The weeks leading up to Christmas are filled with longing and expectation. This is the season of Advent, which culminates in the birth of Jesus. As we sing in the hymn, O Little Town of Bethlehem, “the hopes and fears of all the years are met in thee tonight.” We know quite a bit about these hopes and fears from reading the Hebrew prophets and the Gospels. And the age-old hopes and fears are not so different from ours today — the longing for peace, and the desire for economic security and vitality for all people.

But we look around and see that the reign of peace and justice eludes us. Are we to lose faith? Far from it. We are to remember that Jesus’s birth and his life and ministry have always been an invitation to reflect on what can and should be done to change our hearts and the world.

I love that the Bible offers us the stories of babies — baby Moses, baby John the Baptist, baby Jesus. I am grateful that my 21-month-old knows very little about Santa Claus yet, and is instead focused on Christmas Day being the day when baby Jesus, pronounced baby “cheetahs,” will be born. Baby Jesus now lies hidden under a tissue inside our manger under the tree, waiting to be revealed on Christmas Day. And as someone remarked at a Christmas party the other night, while watching children playing beneath a Christmas tree, “It’s really all about them, isn’t it?” That person may have been commenting on how Christmas is most magical when viewed through the eyes of children, but it’s also true that Christmas is all about the next generation, the hope and promise of a future that is yet to be known. Intellectually, we adults may know that Christmas is a gateway to the future and charged with hope, but are we truly as hopeful as the holiday asks us to be?
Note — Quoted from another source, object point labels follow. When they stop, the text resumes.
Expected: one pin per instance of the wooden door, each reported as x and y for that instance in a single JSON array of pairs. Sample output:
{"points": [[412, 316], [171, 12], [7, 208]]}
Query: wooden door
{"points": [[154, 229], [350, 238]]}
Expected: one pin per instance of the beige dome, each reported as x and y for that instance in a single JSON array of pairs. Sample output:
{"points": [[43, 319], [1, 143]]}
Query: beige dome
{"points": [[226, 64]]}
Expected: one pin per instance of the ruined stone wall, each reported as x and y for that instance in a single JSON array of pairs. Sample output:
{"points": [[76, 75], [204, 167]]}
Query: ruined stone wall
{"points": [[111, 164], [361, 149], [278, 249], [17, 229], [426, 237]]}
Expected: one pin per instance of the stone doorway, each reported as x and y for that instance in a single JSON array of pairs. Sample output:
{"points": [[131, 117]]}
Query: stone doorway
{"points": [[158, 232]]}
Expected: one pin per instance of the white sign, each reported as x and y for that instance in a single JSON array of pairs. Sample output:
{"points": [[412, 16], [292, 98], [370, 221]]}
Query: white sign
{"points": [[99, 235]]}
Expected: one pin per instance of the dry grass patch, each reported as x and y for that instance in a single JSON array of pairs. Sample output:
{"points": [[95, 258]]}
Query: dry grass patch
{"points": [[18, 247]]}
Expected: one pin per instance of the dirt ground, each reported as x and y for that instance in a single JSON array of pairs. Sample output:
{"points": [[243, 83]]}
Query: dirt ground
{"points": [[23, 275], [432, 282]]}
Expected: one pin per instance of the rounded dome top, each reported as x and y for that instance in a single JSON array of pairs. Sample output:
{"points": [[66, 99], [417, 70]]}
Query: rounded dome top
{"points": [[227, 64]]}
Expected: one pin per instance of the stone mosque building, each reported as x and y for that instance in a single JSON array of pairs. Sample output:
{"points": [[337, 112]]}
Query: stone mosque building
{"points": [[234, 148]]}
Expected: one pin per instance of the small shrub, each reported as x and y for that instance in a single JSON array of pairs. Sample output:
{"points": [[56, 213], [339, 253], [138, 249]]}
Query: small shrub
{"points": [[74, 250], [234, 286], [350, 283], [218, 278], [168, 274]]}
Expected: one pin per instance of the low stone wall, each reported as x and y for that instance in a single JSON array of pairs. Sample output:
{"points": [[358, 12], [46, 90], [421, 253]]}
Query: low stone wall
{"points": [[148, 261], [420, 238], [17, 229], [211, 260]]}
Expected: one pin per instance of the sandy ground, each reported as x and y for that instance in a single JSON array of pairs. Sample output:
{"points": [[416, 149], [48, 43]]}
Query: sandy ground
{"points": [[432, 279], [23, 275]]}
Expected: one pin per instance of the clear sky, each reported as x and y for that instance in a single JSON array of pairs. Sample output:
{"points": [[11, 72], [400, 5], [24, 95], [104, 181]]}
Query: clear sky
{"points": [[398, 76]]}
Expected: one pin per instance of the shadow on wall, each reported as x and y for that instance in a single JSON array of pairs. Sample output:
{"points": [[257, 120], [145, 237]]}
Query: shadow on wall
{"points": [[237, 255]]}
So how do we move ourselves from the familiar terrain of despair or cynicism to long-forgotten hopefulness? Perhaps the transformation rests in seeing each Christmas as an opportunity to be reborn. The scripture texts of Christmas all celebrate the sacred quality of pregnancy and birth. The story of Jesus’s birth resonates with the longing for a more just world to be born. The gospel of Luke in particular offers us songs — Mary’s Magnificat, the Song of Zechariah and the Song of Simeon, all of which are sung about and over babies. How many of us have looked at a child, or held a newborn baby, and felt profoundly moved? Felt the joy of the world and felt a profound hope for the future? And can’t you recall being a child and believing that the world could be changed and that you would be a part of that process?

Fisher House
Dr. Daniel Fisher house twinkles for the holiday. — Mark Alan Lovewell

Maybe Christmas is about reconnecting with our own birth blessing, to empower us with the recollection that we each were born as blessed children of God. Let’s face it, as we age, we lose touch with our sense of blessedness. Whether it is the busyness of our lives that disconnects us from the sacred, or the personal hurts and messages of our consumer culture that make us feel less than blessed, maybe now is the time for change. Maybe now is the time to part ways with all the insecurities, doubts and fears that stand in the way of your blessedness. If repentance means to turn around, maybe it is as much a returning to our blessedness, as it is a turning away from what is sinful and corrupt. How powerful to consider the path of repentance as a way back to our blessedness rather than a turning away from sin. All of which could lead to a rebirth each Christmas and a renewed commitment to change the world.

The baby Jesus is born into a cruel world, where the forces of Empire, of political, military, economic and ideological domination, conspire against his vision of the Kingdom of God. We know how power corrupts in our everyday lives as well. How is it that we encounter so many beautiful individuals, yet our political and economic systems fail us? Christmas invites us to stand face to face against every power that denigrates the beauty of creation. Christmas offers a path of resistance and a path of constructive vision and action. The path is not easy, but remember, when you were a child, you knew it was the only path to take. You knew you were born to do the right thing.

So, this Christmas, may the stories of birth, new life and a new world serve as an invitation for you to join forces with a little baby, Jesus Emmanuel, in order to change the world. Your children and your grandchildren and the child within are waiting for you.